O périplo em curso coincidiu com o almoço de trabalho de May com o presidente do Conselho Europeu, Donald Tusk, que ontem foi recebido em Downing Street a convite de Londres; foi no final desse encontro que Tusk voltou a ecoar o aviso de Bruxelas sobre a ausência de "progressos suficientes" nas negociações de saída que possibilitem ao Reino Unido avançar com a discussão de futuras trocas.

Vários diplomatas da UE dizem que estas viagens aparentam ser uma tentativa de dar início a essas discussões bilaterais sobre a futura relação do Reino Unido com os 27, avisando que podemos estar perante uma campanha para dividir o bloco, isto depois de na segunda-feira Barnier ter referido que, apesar da nova posição os britânicos de maior abertura quanto aos dois anos de transição pós-Brexit, continua a não haver conclusões significativas quanto à 'fatura do divórcio', aos direitos dos cidadãos da UE e à fronteira irlandesa. Sem esses termos definidos, os debates sobre o futuro pós-separação continuarão a ser adiados, avisou.

"Os britânicos estão a levar a cabo uma ofensiva de charme", garante um diplomata da UE ao Politico. "E pelo que sei, não é muito eficaz: toda a gente [Estados-membros] está a fazer finca-pé e penso que isso reforça extremamente a UE a 27. Nunca pensei que os britânicos fossem tão dados a charme, mas veremos... Só há um negociador [do lado da UE] e esse negociador é Barnier." Outro diplomata de Bruxelas acrescenta: "Estes esforços são uma tentativa de tentar suavizar a posição de alguns países antes do jantar em que May vai participar na quinta-feira" — uma refeição integrada na cimeira digital da UE que vai começar amanhã em Tallinn.

Questionado sobre o potencial sucesso deste programa britânico, um diplomata de um dos Estados-membros garante: "Independentemente das tentativas deles, não vamos avançar com negociações bilaterais, ninguém abandonou a fileira até agora.

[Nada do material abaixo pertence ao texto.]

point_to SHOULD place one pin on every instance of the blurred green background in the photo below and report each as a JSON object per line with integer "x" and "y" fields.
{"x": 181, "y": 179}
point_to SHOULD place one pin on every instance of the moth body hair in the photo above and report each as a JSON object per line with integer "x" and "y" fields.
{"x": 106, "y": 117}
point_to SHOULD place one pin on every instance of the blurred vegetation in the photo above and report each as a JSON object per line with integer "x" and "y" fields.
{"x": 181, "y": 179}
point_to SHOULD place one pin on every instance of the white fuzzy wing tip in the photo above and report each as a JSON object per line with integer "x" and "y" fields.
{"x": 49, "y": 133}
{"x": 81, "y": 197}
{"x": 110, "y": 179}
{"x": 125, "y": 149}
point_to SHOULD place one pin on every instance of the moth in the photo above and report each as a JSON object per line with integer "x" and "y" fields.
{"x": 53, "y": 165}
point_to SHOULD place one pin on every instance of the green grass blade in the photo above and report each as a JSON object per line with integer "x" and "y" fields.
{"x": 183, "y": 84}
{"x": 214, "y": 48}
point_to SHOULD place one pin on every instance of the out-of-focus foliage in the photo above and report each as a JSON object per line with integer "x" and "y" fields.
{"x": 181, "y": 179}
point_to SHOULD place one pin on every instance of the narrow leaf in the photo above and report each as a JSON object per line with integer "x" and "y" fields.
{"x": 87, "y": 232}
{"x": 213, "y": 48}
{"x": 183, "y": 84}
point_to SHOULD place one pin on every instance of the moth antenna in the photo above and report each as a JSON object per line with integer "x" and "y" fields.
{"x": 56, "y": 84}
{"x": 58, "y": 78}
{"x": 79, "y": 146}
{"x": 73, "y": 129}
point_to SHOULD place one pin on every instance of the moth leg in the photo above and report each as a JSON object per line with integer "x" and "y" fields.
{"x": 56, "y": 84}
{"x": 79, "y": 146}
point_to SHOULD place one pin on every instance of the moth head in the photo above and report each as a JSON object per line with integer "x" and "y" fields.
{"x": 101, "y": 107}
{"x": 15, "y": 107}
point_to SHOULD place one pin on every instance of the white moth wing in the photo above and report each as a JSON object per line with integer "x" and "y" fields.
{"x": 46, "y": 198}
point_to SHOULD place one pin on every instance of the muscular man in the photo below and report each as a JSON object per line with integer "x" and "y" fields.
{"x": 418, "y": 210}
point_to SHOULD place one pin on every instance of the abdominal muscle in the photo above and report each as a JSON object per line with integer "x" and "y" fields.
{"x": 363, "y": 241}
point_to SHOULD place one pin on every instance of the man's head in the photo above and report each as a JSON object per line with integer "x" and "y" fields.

Queremos avanços nesta primeira fase antes de começarmos a negociar questões de comércio, de segurança e de qualquer outro tópico relacionado com as relações futuras."

Esta versão do périplo é rejeitada por fontes oficiais londrinas; dizem que o facto de Davis se ter encontrado com o coordenador do Parlamento Europeu para o Brexit na segunda-feira denota que o Reino Unido não está, de forma alguma, a tentar contornar Barnier e a Comissão. "As negociações estão a decorrer em Bruxelas", defende uma fonte do governo de May. "[Estas viagens] têm a ver com as nossas relações bilaterais, queremos que os nossos aliados ouçam diretamente o que temos a dizer."